What volume of #"dihydrogen gas"# under a temperature of #723*K#, and a pressure of #745.3*mm*Hg#, is required to reduce a #34.21*g# mass of #"ferric oxide"# to iron metal?

1 Answer
anor277
Nov 20, 2017

#Fe_2O_3(s) + 3H_2(g) +Deltararr 2Fe(s) + 3H_2O(g)#

I make it a volume of #13*L# of dihydrogen gas.....

Explanation:

Well you got a stoichiometrically balanced equation where garbage OUT is necessarily equal to garbage in.

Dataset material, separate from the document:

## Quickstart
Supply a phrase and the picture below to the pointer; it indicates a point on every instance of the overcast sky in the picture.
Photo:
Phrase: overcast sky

We gots a molar quantity of #(34.21*g)/(159.69*g*mol^-1)=0.214*mol# with respect to #"ferric oxide"#.....

And so we need #3xx0.214*mol=0.643*mol# with respect to dihydrogen gas....

And so we solve the Ideal Gas equation knowing that #1*atm-=760*mm*Hg# (i.e. that one atmosphere will support a column of mercury that is #760*mm# high.....)

We solve for.......

#V=(nRT)/P=(0.214*molxx0.0821*(L*atm)/(K*mol)xx723*K)/((745.3*mm*Hg)/(760*mm*Hg*atm^-1))#

#=???*L#

What is the mass of the dihydrogen gas....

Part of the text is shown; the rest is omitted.